L’Algérie a ordonné l’expulsion de douze agents français en réaction à l’arrestation de trois ressortissants algériens, suscitant une forte protestation de Paris. Le ministre des Affaires étrangères Jean-Noël Barrot a qualifié cette décision de « regrettable » et a averti que des répercussions étaient à prévoir.

Une décision algérienne controversée

Le mardi 16 avril, le ministre français des Affaires étrangères, Jean-Noël Barrot, a exprimé son indignation suite à la décision de l’Algérie d’expulser douze agents français. Lors d’une intervention sur France 2, il a déclaré que cette mesure était « regrettable » et qu’« elle ne sera pas sans conséquence ».

Les autorités algériennes expulsent 12 agents français, créant une tension diplomatique

Il a annoncé : « Si l’Algérie fait le choix de l’escalade, nous répondrons avec la plus grande fermeté. » Il a également défendu son homologue ministre de l’Intérieur, Bruno Retailleau, en soulignant qu’il n’avait aucun lien avec les affaires judiciaires en question.

Contexte des arrestations

Cette expulsion serait une réponse directe à l’arrestation récente par Paris de trois ressortissants algériens, mis en examen pour leur implication présumée dans l’enlèvement d’un opposant au régime en Algérie, Amir Boukhors, connu sous le nom d’Amir DZ. Ce dernier est un réfugié politique en France depuis 2023 et fait partie des figures publiques très suivies sur les réseaux sociaux.

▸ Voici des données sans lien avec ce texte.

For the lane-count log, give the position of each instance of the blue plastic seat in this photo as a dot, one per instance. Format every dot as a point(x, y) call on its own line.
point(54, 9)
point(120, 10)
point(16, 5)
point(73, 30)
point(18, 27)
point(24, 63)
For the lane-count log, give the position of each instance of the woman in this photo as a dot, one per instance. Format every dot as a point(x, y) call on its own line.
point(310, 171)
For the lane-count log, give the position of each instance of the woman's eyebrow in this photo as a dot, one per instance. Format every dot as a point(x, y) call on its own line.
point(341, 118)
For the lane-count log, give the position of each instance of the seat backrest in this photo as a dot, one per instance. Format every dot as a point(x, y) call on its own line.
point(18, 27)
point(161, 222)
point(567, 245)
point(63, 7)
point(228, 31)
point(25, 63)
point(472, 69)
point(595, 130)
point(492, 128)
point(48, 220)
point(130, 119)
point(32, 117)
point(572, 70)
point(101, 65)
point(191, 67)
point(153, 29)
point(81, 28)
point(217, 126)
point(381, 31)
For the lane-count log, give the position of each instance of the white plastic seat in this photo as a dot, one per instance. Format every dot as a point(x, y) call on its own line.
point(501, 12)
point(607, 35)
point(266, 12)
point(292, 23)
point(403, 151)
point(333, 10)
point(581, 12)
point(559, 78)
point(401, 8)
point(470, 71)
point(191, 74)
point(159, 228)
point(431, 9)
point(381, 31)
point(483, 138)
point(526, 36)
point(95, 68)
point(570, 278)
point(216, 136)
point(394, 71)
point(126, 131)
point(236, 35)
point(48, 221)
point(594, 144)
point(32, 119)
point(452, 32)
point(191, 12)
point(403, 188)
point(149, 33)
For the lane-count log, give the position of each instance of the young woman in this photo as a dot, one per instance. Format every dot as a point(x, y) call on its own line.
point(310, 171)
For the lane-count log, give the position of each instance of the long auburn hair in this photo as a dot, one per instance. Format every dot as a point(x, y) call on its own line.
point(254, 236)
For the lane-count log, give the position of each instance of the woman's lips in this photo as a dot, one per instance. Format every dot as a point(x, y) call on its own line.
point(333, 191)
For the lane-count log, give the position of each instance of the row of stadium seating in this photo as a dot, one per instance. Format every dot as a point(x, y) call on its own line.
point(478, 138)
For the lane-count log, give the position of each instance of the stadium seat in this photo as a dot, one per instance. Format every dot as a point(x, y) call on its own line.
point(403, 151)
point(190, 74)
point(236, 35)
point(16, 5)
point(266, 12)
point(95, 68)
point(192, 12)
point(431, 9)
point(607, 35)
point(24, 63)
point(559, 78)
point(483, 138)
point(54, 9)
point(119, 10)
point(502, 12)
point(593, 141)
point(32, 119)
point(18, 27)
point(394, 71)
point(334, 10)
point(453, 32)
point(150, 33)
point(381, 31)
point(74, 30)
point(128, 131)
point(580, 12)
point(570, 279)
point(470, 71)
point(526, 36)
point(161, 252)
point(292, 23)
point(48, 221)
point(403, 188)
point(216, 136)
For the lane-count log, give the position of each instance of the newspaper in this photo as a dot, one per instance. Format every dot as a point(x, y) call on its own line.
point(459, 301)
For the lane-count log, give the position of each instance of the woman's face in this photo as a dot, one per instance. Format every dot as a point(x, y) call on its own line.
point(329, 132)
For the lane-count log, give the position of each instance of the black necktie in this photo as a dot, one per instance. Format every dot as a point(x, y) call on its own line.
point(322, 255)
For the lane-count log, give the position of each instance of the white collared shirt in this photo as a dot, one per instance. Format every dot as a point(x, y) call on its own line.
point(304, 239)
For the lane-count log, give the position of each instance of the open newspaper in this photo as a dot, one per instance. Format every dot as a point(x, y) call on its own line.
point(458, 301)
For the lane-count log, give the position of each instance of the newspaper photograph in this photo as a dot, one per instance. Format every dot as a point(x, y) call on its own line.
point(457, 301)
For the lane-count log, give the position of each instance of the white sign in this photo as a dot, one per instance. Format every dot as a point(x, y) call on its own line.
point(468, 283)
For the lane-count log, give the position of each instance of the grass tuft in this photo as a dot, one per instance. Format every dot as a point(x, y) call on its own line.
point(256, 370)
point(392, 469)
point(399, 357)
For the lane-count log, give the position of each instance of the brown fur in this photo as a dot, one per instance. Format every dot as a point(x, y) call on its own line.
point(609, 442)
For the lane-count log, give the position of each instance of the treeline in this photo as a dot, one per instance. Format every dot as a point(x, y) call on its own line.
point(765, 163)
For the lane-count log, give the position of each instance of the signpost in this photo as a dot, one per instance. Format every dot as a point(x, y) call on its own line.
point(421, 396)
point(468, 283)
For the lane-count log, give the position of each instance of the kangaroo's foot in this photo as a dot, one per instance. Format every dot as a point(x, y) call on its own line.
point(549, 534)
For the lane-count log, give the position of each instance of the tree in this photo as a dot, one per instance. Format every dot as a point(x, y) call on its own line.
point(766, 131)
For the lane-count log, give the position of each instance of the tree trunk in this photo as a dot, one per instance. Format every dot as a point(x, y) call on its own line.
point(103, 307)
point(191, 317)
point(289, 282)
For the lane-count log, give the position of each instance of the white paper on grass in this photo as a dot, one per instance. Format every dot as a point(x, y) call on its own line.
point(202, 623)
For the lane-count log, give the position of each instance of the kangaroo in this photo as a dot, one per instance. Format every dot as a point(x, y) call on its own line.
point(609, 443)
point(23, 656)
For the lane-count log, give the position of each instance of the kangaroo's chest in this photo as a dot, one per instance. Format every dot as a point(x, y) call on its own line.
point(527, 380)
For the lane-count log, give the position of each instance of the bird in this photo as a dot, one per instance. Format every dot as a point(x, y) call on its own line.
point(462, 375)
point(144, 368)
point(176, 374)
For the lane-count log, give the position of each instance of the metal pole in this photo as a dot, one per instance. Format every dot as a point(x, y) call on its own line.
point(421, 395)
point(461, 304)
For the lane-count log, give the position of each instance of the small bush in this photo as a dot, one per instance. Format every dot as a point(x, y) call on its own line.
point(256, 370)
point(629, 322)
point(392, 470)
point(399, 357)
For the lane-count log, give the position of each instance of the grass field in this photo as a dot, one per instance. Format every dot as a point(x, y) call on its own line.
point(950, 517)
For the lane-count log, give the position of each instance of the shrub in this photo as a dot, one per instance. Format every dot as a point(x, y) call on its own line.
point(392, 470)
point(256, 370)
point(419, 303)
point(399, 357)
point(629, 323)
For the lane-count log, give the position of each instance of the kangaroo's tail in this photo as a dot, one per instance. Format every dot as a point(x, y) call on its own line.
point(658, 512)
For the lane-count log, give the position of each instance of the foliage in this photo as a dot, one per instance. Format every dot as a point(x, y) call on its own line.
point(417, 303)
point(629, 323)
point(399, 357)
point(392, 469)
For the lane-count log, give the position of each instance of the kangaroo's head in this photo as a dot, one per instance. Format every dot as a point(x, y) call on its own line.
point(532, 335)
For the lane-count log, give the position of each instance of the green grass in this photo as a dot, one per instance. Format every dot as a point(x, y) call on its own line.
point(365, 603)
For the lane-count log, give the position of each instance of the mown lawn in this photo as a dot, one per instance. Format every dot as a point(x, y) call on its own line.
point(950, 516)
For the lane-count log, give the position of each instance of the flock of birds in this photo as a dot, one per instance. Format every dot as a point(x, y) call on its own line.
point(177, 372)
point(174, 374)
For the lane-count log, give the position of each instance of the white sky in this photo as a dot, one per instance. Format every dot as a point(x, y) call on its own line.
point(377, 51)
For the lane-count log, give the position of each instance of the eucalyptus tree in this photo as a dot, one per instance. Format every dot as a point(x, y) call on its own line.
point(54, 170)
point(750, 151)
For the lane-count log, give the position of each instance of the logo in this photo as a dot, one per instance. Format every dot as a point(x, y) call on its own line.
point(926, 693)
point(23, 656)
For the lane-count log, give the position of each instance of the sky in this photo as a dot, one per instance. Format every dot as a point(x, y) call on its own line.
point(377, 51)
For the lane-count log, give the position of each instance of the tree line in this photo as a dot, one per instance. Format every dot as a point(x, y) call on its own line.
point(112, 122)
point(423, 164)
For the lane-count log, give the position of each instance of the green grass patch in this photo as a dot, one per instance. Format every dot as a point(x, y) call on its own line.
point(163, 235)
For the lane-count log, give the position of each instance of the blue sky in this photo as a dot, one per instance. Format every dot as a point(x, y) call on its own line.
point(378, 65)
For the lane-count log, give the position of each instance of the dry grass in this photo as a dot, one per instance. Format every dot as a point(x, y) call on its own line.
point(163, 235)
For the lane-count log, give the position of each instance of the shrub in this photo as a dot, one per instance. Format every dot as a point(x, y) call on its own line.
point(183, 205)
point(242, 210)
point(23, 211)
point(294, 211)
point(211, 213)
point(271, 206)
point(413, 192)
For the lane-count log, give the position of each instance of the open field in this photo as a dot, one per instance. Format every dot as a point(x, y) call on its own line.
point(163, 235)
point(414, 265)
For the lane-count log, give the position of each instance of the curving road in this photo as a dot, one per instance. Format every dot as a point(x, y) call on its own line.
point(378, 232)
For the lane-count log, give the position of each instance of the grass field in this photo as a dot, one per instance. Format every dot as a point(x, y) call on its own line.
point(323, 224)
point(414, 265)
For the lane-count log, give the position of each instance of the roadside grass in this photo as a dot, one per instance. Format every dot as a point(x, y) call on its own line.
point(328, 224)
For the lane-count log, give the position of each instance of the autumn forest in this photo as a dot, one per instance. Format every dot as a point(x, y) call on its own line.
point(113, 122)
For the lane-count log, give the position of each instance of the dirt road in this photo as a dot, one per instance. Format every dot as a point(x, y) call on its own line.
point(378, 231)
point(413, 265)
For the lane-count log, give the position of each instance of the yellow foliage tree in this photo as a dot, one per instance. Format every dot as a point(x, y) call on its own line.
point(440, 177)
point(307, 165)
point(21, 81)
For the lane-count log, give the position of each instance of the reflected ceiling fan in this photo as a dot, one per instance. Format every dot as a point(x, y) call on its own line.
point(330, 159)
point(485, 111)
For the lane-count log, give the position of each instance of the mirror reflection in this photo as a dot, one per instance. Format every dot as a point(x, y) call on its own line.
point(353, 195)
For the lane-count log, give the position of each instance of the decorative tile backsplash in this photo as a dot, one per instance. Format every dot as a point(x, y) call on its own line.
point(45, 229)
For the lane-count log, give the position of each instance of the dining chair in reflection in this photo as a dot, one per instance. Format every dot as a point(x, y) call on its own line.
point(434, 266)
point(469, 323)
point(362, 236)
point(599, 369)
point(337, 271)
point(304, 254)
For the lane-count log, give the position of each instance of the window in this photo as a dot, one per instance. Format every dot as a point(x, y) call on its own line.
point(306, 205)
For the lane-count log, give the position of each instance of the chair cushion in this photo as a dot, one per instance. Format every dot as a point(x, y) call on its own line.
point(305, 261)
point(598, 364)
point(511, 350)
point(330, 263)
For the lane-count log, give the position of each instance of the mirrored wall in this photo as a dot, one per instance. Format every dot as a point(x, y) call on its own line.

Amir DZ avait déjà subi une brève enlèvement en avril 2024 dans la région parisienne et avait été relâché le jour suivant. Parmi les suspects arrêtés figure un agent du consulat algérien à Paris ; tous ont été placés sous détention provisoire pour des charges telles que « enlèvement » et « association de malfaiteurs terroriste criminelle ».

Réactions officielles d’Alger

Le ministère algérien des Affaires étrangères a dénoncé ce qui est considéré comme une « cabale judiciaire inadmissible », se basant sur ce qu’il décrit comme des « indices infondés ». Ils pointent notamment la localisation du téléphone d’un suspect près du domicile d’Amir DZ.

Par ailleurs, Alger estime que cette décision pourrait causer un grand dommage aux relations bilatérales entre France et Algérie. Cet incident intervient alors même que peu auparavant, Emmanuel Macron et Abdelmadjid Tebboune avaient discuté d’une « nouvelle phase » dans leurs relations diplomatiques.

Les tensions croissantes posent désormais la question du futur réchauffement fragile entre ces deux pays après plusieurs mois de rapprochement.

Ce développement marque une nouvelle étape dans les rapports souvent complexes entre Paris et Alger, soulevant ainsi la possibilité d’un retour aux hostilités diplomatiques si aucune désescalade n’est effectuée rapidement.